Le jeûne, c’est toute l’année
Ces mauvaises raisons? S’imposer des pratiques pénitentielles, comme la privation de nourriture, pour mériter le salut. De fait, le temps du carême – ces quarante jours qui précèdent Pâques et que le catholicisme marque traditionnellement par diverses abstinences alimentaires – ne connaît pas la prescription du jeûne en protestantisme. Ainsi, les carnavals ont systématiquement lieu durant carême en terres réformées, et non juste avant, en s’affranchissant dès lors des interdits catholiques: pensons à Bâle ou aux brandons en pays vaudois. Et à Zurich, la Réforme protestante est née avec «l’affaire des saucisses», au XVIe siècle, quand Zwingli a soutenu ceux qui mangeaient de la viande en plein carême.
Un sens communautaire
Pourtant, note le théologien Olivier Bauer, le jeûne n’est pas absent chez les protestants: mais, «fédéral» ou «genevois», il n’a de sens que communautaire et couplé à une pratique de réflexion ou de solidarité. Plus récemment, il peut exprimer des préoccupations environnementales ou climatiques.
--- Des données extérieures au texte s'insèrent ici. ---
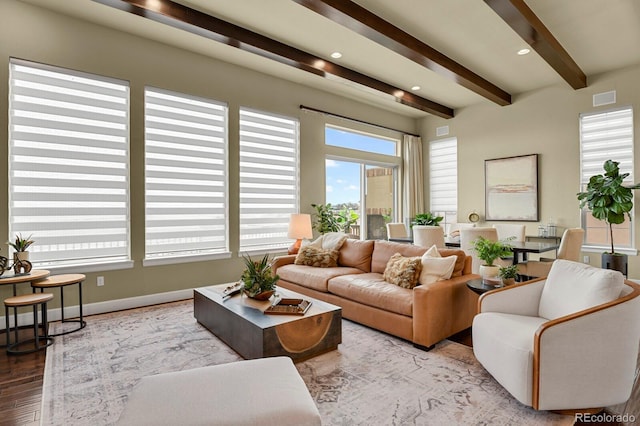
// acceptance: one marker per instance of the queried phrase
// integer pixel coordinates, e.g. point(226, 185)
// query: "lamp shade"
point(300, 226)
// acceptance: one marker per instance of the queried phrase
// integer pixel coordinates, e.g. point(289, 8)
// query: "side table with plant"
point(20, 245)
point(508, 274)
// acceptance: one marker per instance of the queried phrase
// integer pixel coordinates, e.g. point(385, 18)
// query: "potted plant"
point(488, 251)
point(20, 245)
point(426, 219)
point(609, 200)
point(259, 281)
point(508, 274)
point(327, 220)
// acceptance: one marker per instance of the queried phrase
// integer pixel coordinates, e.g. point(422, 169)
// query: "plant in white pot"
point(20, 245)
point(611, 201)
point(488, 251)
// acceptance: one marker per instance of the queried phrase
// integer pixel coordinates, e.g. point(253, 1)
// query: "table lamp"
point(299, 228)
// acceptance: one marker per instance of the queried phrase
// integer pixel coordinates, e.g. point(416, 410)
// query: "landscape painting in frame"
point(511, 188)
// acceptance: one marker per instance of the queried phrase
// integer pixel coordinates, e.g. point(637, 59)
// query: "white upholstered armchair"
point(566, 342)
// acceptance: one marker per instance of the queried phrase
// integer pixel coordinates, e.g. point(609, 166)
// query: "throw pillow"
point(403, 271)
point(312, 256)
point(436, 268)
point(329, 241)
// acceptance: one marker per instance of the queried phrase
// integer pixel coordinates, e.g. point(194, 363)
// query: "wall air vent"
point(604, 98)
point(442, 131)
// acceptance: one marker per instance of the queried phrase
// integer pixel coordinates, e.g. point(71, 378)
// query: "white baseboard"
point(26, 318)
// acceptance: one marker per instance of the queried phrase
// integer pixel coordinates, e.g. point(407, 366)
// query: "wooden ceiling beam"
point(182, 17)
point(371, 26)
point(527, 25)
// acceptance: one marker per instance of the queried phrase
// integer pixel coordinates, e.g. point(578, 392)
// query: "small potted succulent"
point(20, 245)
point(488, 251)
point(259, 281)
point(508, 274)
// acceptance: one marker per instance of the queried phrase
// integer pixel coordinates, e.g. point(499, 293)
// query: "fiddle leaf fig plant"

Il n’en reste pas moins que cette pratique relève de la responsabilité individuelle en protestantisme. Et le professeur lausannois de commenter: «S’il n’y a pas de jeûne en carême dans notre tradition, celle-ci se distingue de manière générale par la retenue et la tempérance.»
La sobriété et la modération pousseraient-elles les protestants à faire carême toute l’année? Ce n’est pas sans avantage: une statistique canadienne a montré qu’en évitant les montagnes russes en termes nutritionnels, ces derniers ont une meilleure hygiène de vie que les catholiques! C’est que, disait Luther, «toute ma vie est pénitence».